US imposes sanctions on Iraq-based affiliate of Iran's Guard
WASHINGTON (AP) — The Trump administration on Wednesday imposed sanctions on an Iraq-based affiliate of Iran’s Revolutionary Guard, one more in a series of steps intended to pressure Tehran following President Donald Trump’s decision last year to withdraw from the landmark nuclear deal with the Islamic Republic.
The Treasury Department said the penalties target the South Wealth Resources Company in Baghdad and two of its registered agents. It said the company and the two men are linked to the Guard’s foreign wing, or Quds Force, and have trafficked hundreds of millions of dollars’ worth of weapons to Shiite militias in Iraq.

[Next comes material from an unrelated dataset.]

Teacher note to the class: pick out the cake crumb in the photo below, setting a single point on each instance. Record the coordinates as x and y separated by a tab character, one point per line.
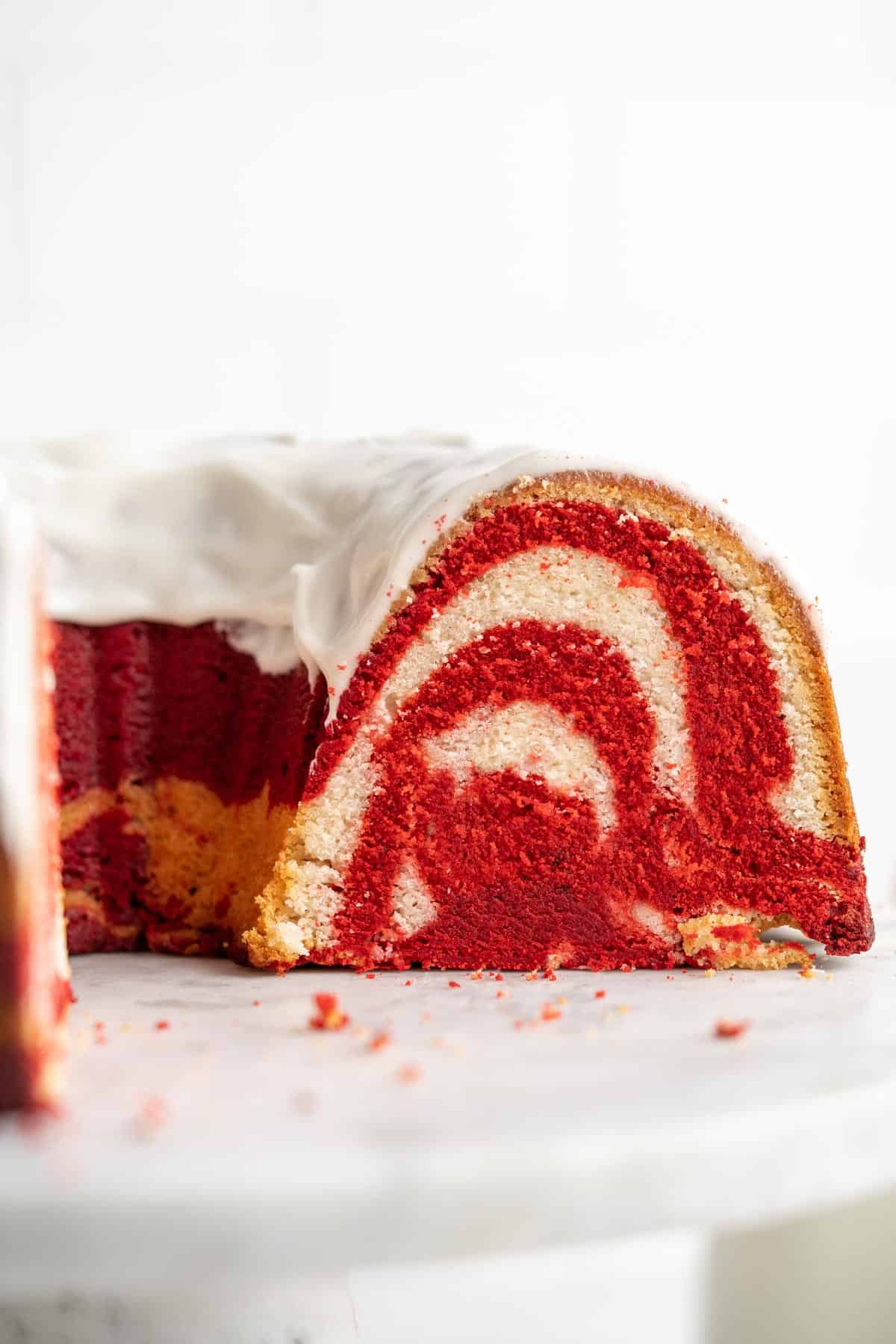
726	1028
151	1119
329	1016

“The Iraqi financial sector and the broader international financial system must harden their defenses against the continued deceptive tactics emanating from Tehran in order to avoid complicity” in the Guard’s “ongoing sanctions evasion schemes and other malign activities,” Treasury Secretary Steven Mnuchin said in a statement.
The administration last month designed the Guard as a foreign terrorist organization, which makes providing it with material support illegal under U.S. law.
The new actions freeze any assets that the targets may have in U.S. jurisdictions and bar Americans from doing business with them.
The announcement came as Japan’s prime minister visited Iran in an effort to lower tensions between Washington and Tehran.